All of lore.kernel.org
 help / color / mirror / Atom feed
From: Dave Chinner <david@fromorbit.com>
To: Jan Kara <jack@suse.cz>
Cc: Christoph Hellwig <hch@infradead.org>,
	linux-fsdevel@vger.kernel.org, linux-xfs@vger.kernel.org,
	linux-bcachefs@vger.kernel.org, kent.overstreet@linux.dev,
	torvalds@linux-foundation.org
Subject: Re: [RFC PATCH 0/7] vfs: improving inode cache iteration scalability
Date: Thu, 3 Oct 2024 23:35:56 +1000	[thread overview]
Message-ID: <Zv6dvCpGIqOr9IPw@dread.disaster.area> (raw)
In-Reply-To: <20241003124619.wfgozqj4yoyl4xbu@quack3>

On Thu, Oct 03, 2024 at 02:46:19PM +0200, Jan Kara wrote:
> On Thu 03-10-24 05:18:30, Christoph Hellwig wrote:
> > On Thu, Oct 03, 2024 at 01:45:55PM +0200, Jan Kara wrote:
> > > /* Find next inode on the inode list eligible for processing */
> > > #define sb_inode_iter_next(sb, inode, old_inode, inode_eligible) 	\
> > > ({									\
> > > 	struct inode *ret = NULL;					\
> > 
> > <snip>
> > 
> > > 	ret;								\
> > > })
> > 
> > How is this going to interact with calling into the file system
> > to do the interaction, which is kinda the point of this series?
> 
> Yeah, I was concentrated on the VFS bits and forgot why Dave wrote this
> series in the first place. So this style of iterator isn't useful for what
> Dave wants to achieve.

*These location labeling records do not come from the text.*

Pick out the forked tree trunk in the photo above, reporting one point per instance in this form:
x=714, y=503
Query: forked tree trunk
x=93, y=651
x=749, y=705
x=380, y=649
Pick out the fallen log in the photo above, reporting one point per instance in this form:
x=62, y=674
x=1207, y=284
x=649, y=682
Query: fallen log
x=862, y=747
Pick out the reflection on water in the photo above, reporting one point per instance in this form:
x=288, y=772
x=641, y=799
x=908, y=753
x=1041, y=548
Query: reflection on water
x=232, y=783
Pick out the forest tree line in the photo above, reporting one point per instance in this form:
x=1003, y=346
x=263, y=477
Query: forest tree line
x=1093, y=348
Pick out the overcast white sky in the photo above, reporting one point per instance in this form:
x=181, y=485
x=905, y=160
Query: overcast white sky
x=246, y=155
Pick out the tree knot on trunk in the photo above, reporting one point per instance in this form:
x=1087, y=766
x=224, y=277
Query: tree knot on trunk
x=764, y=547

Sorry for the noise. Still the possibility to have a
> callback under inode->i_lock being able to do stuff and decide whether we

I did that first, and turned into an utter mess the moment we step
outside the existing iterator mechanism.

I implemented a separate XFS icwalk function because having to hold
the inode->i_lock between inode lookup and the callback function
means we cannot do batched inode lookups from the radix tree.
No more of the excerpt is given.